| Konu: | Ceza İnfaz Kurumları Güvenlik Hizmetleri |
| Yasama Yılı: | 5 |
| Birleşim: | 39 |
| Tarih: | 07.01.2015 |
AYTUĞ ATICI (Mersin) - Teşekkür ederim Sayın Başkan.
Değerli arkadaşlar, Ceza İnfaz Kurumları Güvenlik Hizmetleri Kanunu Tasarısı'nın 1'inci maddesiyle ilgili verdiğimiz önerge üzerine söz almış bulunuyorum. Adaleti kendine göre düzenlemeyen, siyasi kariyerlerini ve kazanımlarını sağlam iradenin gölgesine borçlu olmayan milletvekillerini saygıyla selamlarım.
RECEP ÖZEL (Isparta) - Bu ne laf şimdi ya!
AYTUĞ ATICI (Devamla) - Değerli arkadaşlar, bizim bu maddeyle ilgili verdiğimiz önerge, çalışan personelin hak ve yükümlülüklerini de amaç içerisine koyuyor, yani cezaevlerinde çalışan ve âdeta ceza çeken, cep telefonlarıyla görüşmeleri bile kısıtlanan çalışanlarımızı da bu kanunun amacı içerisine almayı teklif ediyor. Buna Komisyonun niçin katılmadığını anlamam mümkün değil ama umarım siz katılırsınız.
Değerli arkadaşlarım, bir süredir, çocuk hekimi olmam hasebiyle, çocuk cezaevlerini geziyorum, aynı zamanda kadın cezaevlerini geziyorum ve yanlarında olmak zorunda olan çocuklarının sorunlarını inceliyorum.

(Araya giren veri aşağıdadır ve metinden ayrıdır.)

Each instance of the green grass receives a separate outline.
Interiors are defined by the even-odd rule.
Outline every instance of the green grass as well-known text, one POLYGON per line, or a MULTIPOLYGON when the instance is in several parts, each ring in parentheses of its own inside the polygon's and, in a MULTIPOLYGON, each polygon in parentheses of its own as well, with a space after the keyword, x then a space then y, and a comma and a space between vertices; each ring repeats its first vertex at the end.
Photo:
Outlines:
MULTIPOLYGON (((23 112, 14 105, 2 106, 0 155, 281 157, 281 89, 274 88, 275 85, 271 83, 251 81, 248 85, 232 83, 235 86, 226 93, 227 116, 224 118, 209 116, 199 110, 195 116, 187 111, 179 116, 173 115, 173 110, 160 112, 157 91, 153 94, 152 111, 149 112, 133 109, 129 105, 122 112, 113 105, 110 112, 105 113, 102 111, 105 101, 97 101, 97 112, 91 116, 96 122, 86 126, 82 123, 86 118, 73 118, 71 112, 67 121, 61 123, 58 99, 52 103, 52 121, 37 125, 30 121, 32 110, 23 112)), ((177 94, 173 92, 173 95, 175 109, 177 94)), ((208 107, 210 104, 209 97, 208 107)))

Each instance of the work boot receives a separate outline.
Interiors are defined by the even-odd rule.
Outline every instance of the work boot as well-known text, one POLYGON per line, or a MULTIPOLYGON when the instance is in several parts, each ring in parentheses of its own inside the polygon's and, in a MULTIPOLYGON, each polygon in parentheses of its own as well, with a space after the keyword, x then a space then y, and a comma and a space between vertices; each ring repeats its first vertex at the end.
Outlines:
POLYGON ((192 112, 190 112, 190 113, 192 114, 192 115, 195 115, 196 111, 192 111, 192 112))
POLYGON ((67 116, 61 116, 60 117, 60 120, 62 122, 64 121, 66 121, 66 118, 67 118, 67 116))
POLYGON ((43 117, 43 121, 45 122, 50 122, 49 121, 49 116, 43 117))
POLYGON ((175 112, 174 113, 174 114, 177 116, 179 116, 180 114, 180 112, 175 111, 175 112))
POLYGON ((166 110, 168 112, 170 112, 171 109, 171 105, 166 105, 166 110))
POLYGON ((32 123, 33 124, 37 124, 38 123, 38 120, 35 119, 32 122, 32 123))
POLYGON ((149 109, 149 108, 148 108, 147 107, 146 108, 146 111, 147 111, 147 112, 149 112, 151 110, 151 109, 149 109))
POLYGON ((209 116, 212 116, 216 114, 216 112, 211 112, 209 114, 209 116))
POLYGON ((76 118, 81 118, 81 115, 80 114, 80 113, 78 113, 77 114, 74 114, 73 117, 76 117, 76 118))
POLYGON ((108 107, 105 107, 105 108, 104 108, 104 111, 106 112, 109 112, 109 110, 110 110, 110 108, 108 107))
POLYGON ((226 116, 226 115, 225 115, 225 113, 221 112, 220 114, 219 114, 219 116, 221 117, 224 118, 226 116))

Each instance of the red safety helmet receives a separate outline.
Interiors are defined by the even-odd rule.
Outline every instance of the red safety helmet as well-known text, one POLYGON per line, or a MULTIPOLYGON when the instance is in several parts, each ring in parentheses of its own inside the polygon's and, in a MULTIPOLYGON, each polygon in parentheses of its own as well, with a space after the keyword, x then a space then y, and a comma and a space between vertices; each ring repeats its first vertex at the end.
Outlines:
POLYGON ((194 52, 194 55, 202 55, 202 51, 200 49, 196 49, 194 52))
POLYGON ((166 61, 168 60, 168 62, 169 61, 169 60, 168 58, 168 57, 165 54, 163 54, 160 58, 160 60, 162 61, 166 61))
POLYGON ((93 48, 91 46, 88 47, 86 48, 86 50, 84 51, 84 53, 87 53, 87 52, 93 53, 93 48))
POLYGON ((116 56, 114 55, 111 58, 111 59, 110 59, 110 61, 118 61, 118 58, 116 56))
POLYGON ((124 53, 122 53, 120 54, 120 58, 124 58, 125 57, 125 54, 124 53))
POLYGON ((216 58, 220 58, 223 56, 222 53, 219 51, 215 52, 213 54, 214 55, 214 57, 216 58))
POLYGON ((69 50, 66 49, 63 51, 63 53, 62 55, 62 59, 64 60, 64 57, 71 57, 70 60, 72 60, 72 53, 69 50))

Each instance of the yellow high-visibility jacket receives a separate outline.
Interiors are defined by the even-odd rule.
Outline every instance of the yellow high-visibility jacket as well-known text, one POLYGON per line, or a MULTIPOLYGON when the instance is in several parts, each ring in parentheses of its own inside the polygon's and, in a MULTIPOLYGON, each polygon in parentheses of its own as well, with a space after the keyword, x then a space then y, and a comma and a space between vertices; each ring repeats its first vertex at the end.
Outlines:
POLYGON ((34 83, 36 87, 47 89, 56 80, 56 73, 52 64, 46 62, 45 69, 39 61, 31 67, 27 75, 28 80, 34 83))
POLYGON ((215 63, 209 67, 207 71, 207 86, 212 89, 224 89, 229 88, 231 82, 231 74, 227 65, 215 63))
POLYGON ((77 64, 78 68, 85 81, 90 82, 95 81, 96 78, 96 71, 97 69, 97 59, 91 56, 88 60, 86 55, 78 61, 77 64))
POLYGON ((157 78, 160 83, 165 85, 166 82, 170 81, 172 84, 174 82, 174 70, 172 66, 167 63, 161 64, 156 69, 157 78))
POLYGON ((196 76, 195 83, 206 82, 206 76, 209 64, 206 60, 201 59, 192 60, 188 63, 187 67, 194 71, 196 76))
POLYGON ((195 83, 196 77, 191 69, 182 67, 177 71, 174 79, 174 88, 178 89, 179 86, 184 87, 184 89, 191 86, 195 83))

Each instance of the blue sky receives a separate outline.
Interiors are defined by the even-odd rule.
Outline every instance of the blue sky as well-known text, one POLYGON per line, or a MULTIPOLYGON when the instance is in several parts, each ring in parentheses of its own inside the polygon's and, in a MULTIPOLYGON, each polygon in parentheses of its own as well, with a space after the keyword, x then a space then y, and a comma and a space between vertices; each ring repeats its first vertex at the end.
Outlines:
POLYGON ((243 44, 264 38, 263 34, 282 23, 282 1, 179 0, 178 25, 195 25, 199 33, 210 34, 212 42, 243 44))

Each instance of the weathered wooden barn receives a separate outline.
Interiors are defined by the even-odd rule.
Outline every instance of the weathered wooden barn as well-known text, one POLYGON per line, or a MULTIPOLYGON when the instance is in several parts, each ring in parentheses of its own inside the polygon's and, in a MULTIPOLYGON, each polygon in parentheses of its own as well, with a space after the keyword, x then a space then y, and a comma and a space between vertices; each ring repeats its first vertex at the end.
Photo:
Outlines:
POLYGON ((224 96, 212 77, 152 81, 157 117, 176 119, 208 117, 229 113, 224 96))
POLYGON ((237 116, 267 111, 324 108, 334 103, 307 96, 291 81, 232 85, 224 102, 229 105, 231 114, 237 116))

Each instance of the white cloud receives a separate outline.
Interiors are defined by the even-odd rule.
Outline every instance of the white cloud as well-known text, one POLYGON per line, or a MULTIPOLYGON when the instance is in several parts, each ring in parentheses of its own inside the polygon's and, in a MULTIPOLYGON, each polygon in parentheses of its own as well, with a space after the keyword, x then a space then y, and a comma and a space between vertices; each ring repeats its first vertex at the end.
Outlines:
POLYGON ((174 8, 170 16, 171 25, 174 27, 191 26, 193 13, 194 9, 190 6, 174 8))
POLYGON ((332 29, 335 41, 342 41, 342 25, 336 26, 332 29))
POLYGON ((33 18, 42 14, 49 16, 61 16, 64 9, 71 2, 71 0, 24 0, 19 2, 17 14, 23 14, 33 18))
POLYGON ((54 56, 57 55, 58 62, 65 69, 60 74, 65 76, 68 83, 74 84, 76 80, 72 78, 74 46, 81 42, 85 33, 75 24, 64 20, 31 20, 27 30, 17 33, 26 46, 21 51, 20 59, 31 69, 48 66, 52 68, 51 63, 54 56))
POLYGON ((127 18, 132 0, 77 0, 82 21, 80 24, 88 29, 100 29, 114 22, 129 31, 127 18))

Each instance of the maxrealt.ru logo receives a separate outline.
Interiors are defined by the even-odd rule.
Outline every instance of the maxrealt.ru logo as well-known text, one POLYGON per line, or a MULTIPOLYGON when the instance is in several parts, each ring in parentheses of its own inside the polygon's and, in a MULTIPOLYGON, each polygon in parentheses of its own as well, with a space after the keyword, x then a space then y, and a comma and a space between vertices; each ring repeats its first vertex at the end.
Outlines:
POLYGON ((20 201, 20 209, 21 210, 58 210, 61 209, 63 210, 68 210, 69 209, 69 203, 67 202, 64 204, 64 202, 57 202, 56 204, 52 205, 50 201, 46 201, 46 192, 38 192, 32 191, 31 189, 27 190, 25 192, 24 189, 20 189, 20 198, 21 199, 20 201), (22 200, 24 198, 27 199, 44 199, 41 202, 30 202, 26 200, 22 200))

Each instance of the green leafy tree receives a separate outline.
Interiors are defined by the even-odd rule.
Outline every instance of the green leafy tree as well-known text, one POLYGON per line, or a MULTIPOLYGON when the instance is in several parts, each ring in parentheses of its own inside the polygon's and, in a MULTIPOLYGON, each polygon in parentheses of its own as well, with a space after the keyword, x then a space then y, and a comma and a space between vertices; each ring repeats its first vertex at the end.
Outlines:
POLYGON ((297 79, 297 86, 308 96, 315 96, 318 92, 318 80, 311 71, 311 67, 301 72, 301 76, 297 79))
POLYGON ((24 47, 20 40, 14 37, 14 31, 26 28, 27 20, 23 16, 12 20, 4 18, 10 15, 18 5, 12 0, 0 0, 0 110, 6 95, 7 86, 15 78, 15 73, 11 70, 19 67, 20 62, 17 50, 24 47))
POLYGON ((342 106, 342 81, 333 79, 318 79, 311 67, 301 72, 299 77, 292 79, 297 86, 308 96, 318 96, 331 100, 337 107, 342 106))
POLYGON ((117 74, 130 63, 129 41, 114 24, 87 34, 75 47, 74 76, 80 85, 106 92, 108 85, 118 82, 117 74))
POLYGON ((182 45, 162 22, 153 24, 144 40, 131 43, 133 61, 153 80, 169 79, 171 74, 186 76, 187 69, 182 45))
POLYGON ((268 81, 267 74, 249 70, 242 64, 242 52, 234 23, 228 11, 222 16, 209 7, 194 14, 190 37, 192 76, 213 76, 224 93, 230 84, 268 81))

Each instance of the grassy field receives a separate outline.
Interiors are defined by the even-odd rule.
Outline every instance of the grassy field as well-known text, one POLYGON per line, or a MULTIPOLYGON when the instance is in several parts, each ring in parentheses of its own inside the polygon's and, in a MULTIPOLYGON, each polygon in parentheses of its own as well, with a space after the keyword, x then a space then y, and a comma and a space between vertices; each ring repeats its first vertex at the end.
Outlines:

"Çocuk"un tanımına bakacak olursak, değerli arkadaşlarım, on yedi yıl üç yüz altmış beş günden küçük olan herkes tüm dünyada "çocuk" olarak anılır. Ne demek istiyoruz? Bu yaş sınırının altında olan çocuklar kendi kararlarını veremezler, kendilerini koruyamazlar ve yaşamlarını tek başlarına sürdüremezler, yani korunmaya muhtaçtırlar. Peki, bu çocukları kim koruyacak? Bu çocukları öncelikle aile ve ailenin yetmediği yerde aileyle birlikte de devlet koruyacak.
Peki, Türkiye'de çocuklar yeterince korunup kollanıyor mu? Eğer Türkiye'de çocuklar yeterince kollanıp korunuyor olsaydı bu kadar suça sürüklenmezdi. Çocukların suça sürüklenmesi, çalıştırılması, cinsel istismarı, cinsel şiddete maruz kalmaları çocukların Hükûmet tarafından, devlet tarafından iyi korunamadığı anlamını taşır. Suça itilerek veya suç yaratılarak hapse giren veya annesinin yanında kalmak zorunda olan çocuklar dört duvar arasında büyümektedir.
Sayın Bakan, "çocuk" ile "cezaevi" kelimesi yan yana gelir mi Allah aşkına? Bir düşünün, "çocuk" ve "cezaevi". Böyle iki kelimenin yan yana gelme olasılığı hiçbir şekilde yoktur.
Her çocuk cezaevini ziyarete gittiğimde -adına siz istediğiniz kadar "Cezaevi değil, eğitim evi." deyin, "ıslahevi" deyin, ne derseniz deyin- çocuklar dört duvar arasında kaldığında, ben onları her ziyarete gittiğimde bir hafta kendime gelemiyorum. O çocukların cezaevlerindeki durumları gerçekten benim yüreğimi dağlıyor.
Bakın, size bir rakam vereceğim Sayın Bakan; iki rakam vereceğim, ikisi de sizin rakamlarınız, birisi TÜİK rakamı. TÜİK rakamlarına göre...
HAKAN ÇAVUŞOĞLU (Bursa) - Süre mi bitti?
BAŞKAN - Buyurunuz Sayın Atıcı, devam ediniz.
AYTUĞ ATICI (Devamla) - Sayın Bakanı meşgul etmezlerse devam edeceğim Sayın Başkan.
BAŞKAN - Siz devam ediniz, o duyuyordur herhâlde.
AYTUĞ ATICI (Devamla) - TÜİK rakamlarına göre suça sürüklenen çocuk sayısı 2009-2013 yılları arasında tamı tamına yüzde 68,9 artmış Sayın Bakan. Bakın, sizin huyunuz 2002 öncesi ve sonrasını karşılaştırmak. Ben size sizin döneminizi söylüyorum. 2009-2013 yılları arasında TÜİK diyor ki: Yüzde 68,9 oranında artmıştır suçlar. Siz devleti yöneten Hükûmet olarak kendinizde sorumluluk görüyor musunuz, görmüyor musunuz?
Yine, Adalet Bakanlığı verilerine göre, sizin verilerinize göre 6 Ocak 2015 tarihi itibarıyla cezaevlerinde 12-17 yaş arası 1.935 erkek çocuğumuz var, 61 kız çocuğumuz var, 1.996 tutuklu hükümlü çocuğumuz var. Bunun suçunu çocuklara atamazsınız. Bunun sorumluluğu devleti yönetemeyen AKP Hükûmetindedir. Çocukları bu şekilde içeri tıktıktan sonra onların beslenme sorunlarını çözemiyorsunuz. Bir çocuk hekimi olarak gittiğimde annelerin çocuklarına "Yemek mi alayım, yoksa çikolata-bisküvi mi tercih edeyim?" arasında kaldığını görüyorum. Çocuğuna çikolata-bisküvi tercih ediyor, kendi yemeğini paylaşıyor ve siz de bunun parasını alıyorsunuz. Bunları mutlaka gözden geçirmek ve düzeltmek zorundayız.